STATEC, Luxembourg’s statistics office, has published a report predicting that the UK’s exit from the EU will hurt Luxembourg unless jobs are relocated from London to Luxembourg.
Since the Brexit saga began, one of the biggest question marks has been to what extent the UK’s vote to leave the EU might negatively impact its economy.
That it will hurt the UK economy is in little doubt, according to STATEC.
Drawing on a number of recent studies and its own data, it predicts that UK economic growth will fall, whether or not Brexit is ‘soft’ or ‘hard’.
STATEC calculates that UK GDP growth, on average, will be 5.4% lower in its worst-case scenario and 1.2% lower in its best-case scenario.
It takes pains to emphasise that this does not suggest an imminent collapse or a recession but rather that GDP growth will be that much lower as compared with a situation where the UK remained within the EU.
In other words, even if GDP growth in the UK remains positive in the wake of Brexit, that does not mean Brexit did not have a negative effect, it said.
A European problem
The outlook for the UK’s financial sector is even grimmer.
In STATEC’s worst-case scenario, if some banks begin relocating activities to other countries, added value could fall by 12-15% for the UK, while some 70,000 jobs could be lost.

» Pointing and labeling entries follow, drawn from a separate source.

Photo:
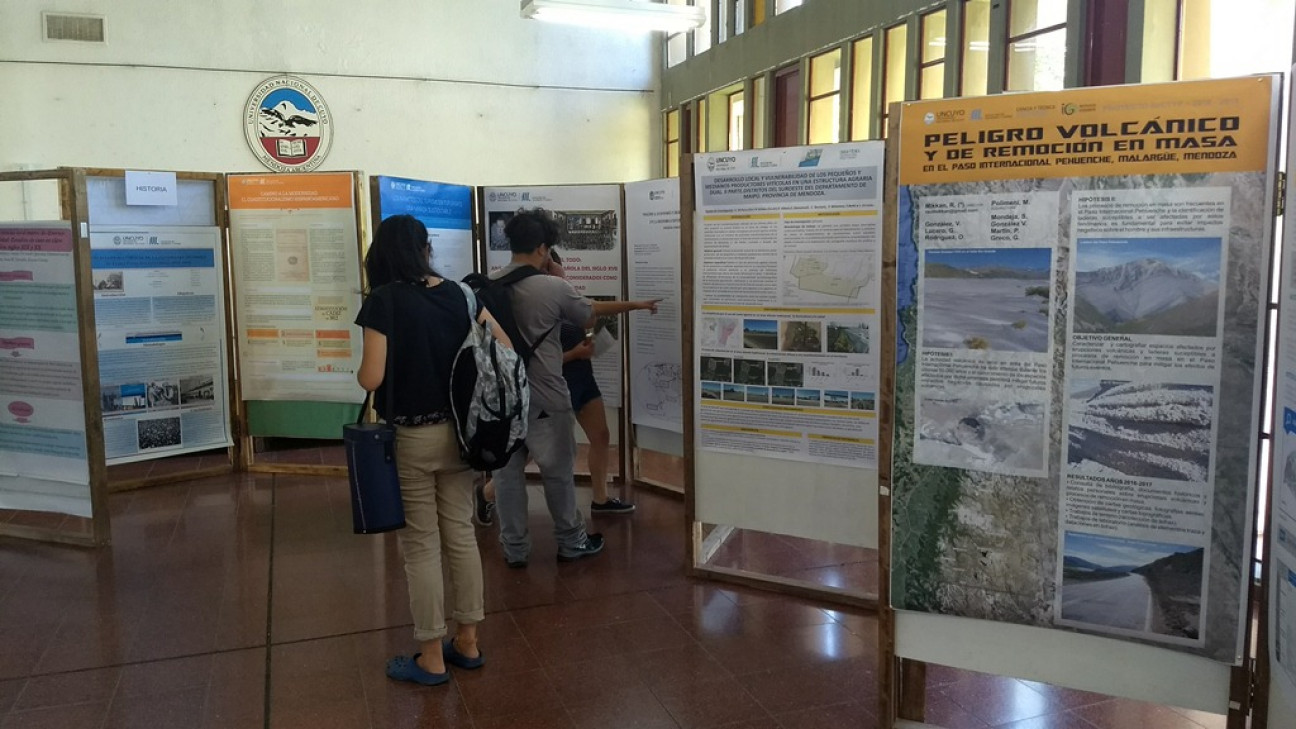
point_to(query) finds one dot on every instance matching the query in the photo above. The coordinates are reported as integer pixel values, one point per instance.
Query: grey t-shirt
(539, 304)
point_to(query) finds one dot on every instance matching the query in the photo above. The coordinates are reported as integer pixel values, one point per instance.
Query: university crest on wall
(288, 125)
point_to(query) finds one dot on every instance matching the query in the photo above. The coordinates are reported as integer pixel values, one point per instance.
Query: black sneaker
(611, 506)
(484, 511)
(591, 546)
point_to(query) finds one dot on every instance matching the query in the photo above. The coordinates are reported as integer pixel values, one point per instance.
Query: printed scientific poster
(1081, 286)
(297, 282)
(43, 453)
(446, 209)
(789, 289)
(652, 240)
(160, 311)
(589, 218)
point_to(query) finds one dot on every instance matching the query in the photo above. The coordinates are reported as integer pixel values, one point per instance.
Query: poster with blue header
(446, 209)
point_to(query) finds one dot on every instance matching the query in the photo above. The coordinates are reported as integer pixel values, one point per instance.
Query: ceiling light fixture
(621, 14)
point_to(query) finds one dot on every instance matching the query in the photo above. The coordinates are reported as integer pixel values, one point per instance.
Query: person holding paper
(414, 323)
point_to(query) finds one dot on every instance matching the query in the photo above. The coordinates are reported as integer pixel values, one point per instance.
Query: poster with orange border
(296, 265)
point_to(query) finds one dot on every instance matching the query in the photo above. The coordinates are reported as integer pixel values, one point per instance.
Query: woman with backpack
(414, 324)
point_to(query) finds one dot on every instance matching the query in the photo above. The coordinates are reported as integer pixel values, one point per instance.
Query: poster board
(1137, 222)
(655, 371)
(784, 260)
(590, 219)
(51, 432)
(445, 209)
(161, 298)
(296, 262)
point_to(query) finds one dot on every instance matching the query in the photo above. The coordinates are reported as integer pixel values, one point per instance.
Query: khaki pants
(437, 490)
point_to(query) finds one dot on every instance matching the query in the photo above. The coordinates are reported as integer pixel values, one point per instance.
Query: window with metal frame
(1036, 46)
(931, 61)
(976, 48)
(824, 101)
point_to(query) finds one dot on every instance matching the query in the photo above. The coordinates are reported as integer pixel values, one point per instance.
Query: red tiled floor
(206, 585)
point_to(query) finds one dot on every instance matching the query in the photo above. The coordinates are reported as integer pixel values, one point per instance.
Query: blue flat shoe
(406, 668)
(454, 658)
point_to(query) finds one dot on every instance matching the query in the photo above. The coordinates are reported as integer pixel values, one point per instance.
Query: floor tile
(69, 716)
(709, 703)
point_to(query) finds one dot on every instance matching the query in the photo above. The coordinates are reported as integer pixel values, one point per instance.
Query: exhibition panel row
(1016, 354)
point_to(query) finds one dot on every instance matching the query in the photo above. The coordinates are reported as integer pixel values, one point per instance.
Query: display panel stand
(86, 524)
(494, 206)
(1086, 662)
(314, 428)
(652, 267)
(202, 204)
(824, 498)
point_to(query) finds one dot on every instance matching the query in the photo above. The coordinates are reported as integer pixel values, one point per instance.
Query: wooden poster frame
(481, 241)
(902, 690)
(71, 192)
(246, 450)
(699, 544)
(633, 471)
(232, 452)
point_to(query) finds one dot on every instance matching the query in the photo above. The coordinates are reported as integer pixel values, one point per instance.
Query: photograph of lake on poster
(760, 334)
(986, 298)
(1146, 430)
(1165, 286)
(1132, 584)
(980, 432)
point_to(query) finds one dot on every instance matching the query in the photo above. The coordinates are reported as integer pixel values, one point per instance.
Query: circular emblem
(288, 125)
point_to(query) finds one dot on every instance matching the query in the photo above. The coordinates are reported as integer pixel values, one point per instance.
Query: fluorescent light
(621, 14)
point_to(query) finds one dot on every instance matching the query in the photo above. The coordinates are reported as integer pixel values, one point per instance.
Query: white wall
(451, 90)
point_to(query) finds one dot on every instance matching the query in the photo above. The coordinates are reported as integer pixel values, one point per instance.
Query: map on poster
(652, 239)
(160, 313)
(1078, 322)
(789, 284)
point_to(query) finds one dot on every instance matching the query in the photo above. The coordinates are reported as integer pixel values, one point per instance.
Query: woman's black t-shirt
(424, 328)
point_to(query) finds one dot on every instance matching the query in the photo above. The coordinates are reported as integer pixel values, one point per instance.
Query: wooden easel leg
(913, 690)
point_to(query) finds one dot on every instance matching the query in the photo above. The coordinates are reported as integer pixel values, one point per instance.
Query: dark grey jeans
(550, 440)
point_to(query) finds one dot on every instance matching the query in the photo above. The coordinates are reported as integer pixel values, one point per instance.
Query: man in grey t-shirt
(539, 306)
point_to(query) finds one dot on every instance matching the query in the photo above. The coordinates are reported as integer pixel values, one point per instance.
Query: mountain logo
(288, 125)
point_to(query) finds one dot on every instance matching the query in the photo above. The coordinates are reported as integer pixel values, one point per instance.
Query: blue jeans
(550, 440)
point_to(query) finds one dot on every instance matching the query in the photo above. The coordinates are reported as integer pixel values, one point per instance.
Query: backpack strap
(471, 298)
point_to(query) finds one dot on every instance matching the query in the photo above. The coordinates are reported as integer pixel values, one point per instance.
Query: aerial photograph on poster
(787, 374)
(800, 336)
(1148, 286)
(1132, 584)
(849, 337)
(1150, 430)
(717, 369)
(981, 432)
(1010, 287)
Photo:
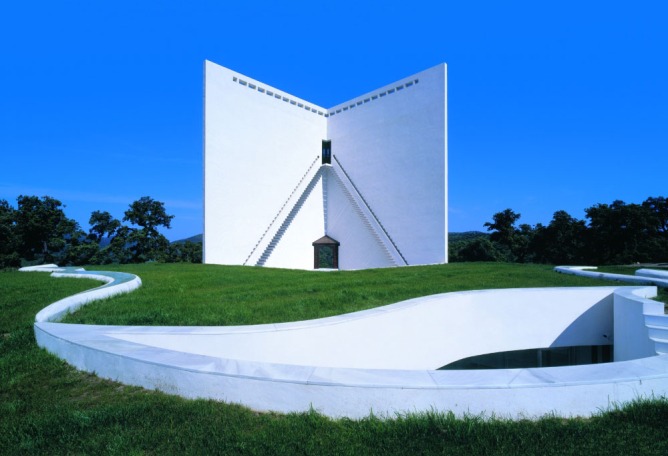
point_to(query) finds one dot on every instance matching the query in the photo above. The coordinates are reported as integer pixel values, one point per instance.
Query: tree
(507, 237)
(480, 249)
(102, 225)
(43, 230)
(622, 233)
(561, 242)
(146, 243)
(9, 256)
(503, 228)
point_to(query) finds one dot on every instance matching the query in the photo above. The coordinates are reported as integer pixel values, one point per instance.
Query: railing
(281, 210)
(373, 214)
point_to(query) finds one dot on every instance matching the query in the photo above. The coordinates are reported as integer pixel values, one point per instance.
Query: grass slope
(187, 294)
(47, 407)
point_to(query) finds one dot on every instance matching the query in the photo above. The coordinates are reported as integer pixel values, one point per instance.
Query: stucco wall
(260, 143)
(257, 148)
(394, 147)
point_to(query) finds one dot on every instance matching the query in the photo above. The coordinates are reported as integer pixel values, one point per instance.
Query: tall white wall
(259, 143)
(393, 144)
(257, 148)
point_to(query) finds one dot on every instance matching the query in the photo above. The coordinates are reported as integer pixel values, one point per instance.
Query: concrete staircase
(363, 209)
(657, 329)
(252, 256)
(288, 220)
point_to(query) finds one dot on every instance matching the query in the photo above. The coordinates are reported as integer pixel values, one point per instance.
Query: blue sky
(552, 105)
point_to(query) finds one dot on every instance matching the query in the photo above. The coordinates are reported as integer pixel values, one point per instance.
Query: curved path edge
(351, 392)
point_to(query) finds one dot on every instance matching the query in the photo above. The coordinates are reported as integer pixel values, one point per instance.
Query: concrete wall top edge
(400, 84)
(403, 82)
(211, 67)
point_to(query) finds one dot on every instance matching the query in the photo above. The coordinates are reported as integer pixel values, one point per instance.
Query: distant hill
(196, 239)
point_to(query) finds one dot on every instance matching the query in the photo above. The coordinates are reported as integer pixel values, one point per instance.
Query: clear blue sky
(552, 105)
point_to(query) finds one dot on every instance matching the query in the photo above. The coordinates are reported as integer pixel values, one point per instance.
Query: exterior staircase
(367, 214)
(657, 329)
(250, 258)
(288, 220)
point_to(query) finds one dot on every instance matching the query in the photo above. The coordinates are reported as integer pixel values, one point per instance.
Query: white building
(366, 177)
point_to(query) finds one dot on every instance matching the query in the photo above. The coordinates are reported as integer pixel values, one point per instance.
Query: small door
(326, 253)
(326, 152)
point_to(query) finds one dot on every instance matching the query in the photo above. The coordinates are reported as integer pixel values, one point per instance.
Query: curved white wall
(381, 360)
(259, 143)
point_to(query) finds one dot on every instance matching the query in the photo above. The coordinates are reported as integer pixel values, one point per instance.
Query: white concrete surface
(115, 283)
(260, 146)
(642, 277)
(382, 360)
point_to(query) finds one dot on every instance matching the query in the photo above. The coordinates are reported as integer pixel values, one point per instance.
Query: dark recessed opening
(326, 152)
(326, 253)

If most economic indicators do not reflect this trend at the moment, the study notes there is a difference between announcing Brexit and Brexit itself.

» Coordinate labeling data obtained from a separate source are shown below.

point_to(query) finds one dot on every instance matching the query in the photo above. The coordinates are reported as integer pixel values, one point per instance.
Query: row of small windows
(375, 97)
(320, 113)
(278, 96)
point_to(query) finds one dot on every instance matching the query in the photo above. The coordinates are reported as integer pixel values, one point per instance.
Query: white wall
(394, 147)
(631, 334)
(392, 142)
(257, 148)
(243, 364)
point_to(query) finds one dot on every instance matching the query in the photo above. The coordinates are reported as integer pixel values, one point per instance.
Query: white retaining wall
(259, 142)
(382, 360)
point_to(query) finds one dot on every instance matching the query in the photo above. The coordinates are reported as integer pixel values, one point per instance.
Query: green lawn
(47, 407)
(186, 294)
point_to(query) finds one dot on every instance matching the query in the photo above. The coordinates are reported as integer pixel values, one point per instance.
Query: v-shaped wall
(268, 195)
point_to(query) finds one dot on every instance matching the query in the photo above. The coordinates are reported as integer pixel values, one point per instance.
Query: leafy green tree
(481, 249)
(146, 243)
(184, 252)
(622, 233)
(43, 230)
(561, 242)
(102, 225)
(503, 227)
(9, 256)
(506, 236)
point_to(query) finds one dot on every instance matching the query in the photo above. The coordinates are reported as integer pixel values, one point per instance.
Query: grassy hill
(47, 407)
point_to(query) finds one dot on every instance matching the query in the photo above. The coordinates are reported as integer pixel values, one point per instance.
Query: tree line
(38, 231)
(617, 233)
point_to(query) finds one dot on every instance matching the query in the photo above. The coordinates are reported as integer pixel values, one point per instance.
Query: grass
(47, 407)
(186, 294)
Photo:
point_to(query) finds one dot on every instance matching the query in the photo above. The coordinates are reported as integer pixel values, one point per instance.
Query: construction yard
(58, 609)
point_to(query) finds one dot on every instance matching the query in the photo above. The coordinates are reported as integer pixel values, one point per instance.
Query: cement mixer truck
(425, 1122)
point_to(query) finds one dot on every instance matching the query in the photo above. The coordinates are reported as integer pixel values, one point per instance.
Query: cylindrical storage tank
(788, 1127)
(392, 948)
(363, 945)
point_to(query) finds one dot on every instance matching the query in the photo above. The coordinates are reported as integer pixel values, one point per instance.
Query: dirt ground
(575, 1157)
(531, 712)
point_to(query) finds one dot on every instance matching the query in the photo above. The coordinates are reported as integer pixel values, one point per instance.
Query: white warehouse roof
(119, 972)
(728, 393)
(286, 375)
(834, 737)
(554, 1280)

Yet the UK’s misfortune is unlikely to benefit most of the rest of Europe, STATEC warns, as Britain is one of the most important trading partners for goods and services for most EU member states.
For Luxembourg, the UK is the fifth-largest trading partner for exports, and the seventh-largest for imports.
And while the exchange of goods between the two has fallen over the last 10 years, the exchange of services has grown continually since 2000.
Out of more than 85 billion euros in total exported services for Luxembourg, more than 14 billion euros go to the UK.
The export of financial services accounts for half of this, representing 16% of Luxembourg’s overall financial exports in 2015, second only to Germany.
The importation of financial services from the UK to the Grand Duchy, meanwhile, stood at 22%.
‘Hard’ Brexit to severely impact Luxembourg
The seven UK finance organisations active in Luxembourg, out of a total of 141, accounted for 17.2% of the Grand Duchy’s total net assets in 2016 (600 billion euros), putting the UK in second behind the US (20.5%).
In light of this, STATEC carried out a simulation of a ‘hard’ Brexit as compared with a scenario without Brexit and concludes that the Luxembourgish finance sector could suffer a 2.5-percentage-point drop of added value, knocking a full percentage point from its GDP.
What is more, 1,600 jobs would be in danger, with 600 in the finance sector alone.
Such a scenario, however, does not take into account possible positive externalities, such as the relocation of activities from UK companies and banks to Luxembourg.
If the UK loses its European passport, thereby denying its financial sector access to the European market, Luxembourg could become an attractive alternative for many companies, STATEC says.
Its report cites a number of companies, including HSBC, JP Morgan, M&G, Blackstone and Carlyle, as having taken the first steps towards relocating to Luxembourg, or making plans to do so.